The Daily Telegraph

City’s global status ‘at risk’ if bosses’ pay falls behind US

- By Michael Bow

THE UK must consider copying Us-style pay packages or risk losing its status as a global financial centre, the head of the London Stock Exchange Group (LSEG) has said.

David Schwimmer said British investors had to allow chief executives to earn more to stop an exodus of companies from the London market and help attract top talent.

Mr Schwimmer said: “When you look at standards for compensati­on around the world, the US is in a different place. That is an issue that companies that are competing on a global basis from a base in London need to take into account.”

A dearth of new listings in London has prompted fears about whether the capital can compete with US and European rivals.

Under £1bn was raised on the London market last year through 23 listings, a low point for the exchange.

Companies once listed on the London Stock Exchange (LSE) are also leaving, with TUI moving its primary listing to Germany and CRH moving to New York. Paddy Power-owner Flutter has also said it is planning to shift to the US.

Lower levels of executive pay have been blamed for the London stock market’s decline, with many investment advisers and fund managers reluctant to sign off on generous remunerati­on deals.

Mr Schwimmer suggested pay was a key factor holding back London’s stock market. He said: “When we are looking to attract talent, when we’re looking to retain our people, we need to make sure that we are providing a competitiv­e offering in light of that globally competitiv­e environmen­t.”

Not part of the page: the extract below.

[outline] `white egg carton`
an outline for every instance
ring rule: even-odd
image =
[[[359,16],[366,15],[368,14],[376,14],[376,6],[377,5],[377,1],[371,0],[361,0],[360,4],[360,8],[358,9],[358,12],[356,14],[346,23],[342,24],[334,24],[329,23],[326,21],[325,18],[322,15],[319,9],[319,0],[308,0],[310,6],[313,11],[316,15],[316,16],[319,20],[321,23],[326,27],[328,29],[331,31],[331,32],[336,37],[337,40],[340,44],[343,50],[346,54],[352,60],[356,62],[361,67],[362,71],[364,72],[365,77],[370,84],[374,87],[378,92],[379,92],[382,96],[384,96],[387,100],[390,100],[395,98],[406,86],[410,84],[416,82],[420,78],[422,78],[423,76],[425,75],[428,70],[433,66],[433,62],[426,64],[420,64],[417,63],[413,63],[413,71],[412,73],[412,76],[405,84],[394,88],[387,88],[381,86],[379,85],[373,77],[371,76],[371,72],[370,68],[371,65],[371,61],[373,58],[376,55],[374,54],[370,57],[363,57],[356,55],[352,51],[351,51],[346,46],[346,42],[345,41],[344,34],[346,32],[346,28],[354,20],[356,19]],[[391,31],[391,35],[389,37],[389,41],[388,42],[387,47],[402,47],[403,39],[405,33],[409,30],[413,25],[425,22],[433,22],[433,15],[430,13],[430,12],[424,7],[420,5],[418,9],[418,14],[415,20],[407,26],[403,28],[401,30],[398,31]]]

Mr Schwimmer himself is reportedly in line to benefit from Us-style pay after the board of LSEG sounded out investors about doubling what he can earn.

The Us-born chief executive received £6.25m last year but an overhaul of his pay could see him pocket up to £11m. He declined to comment on his own remunerati­on but said 2024 would be a better year for new listings.

Julia Hoggett, who runs the stock market day to day and reports to Mr Schwimmer, last year also warned that lower pay levels were holding back London.

LSEG reported revenues 8.3pc higher at £8bn for 2023 and a 7.9pc rise in adjusted operating profits to £2.8bn.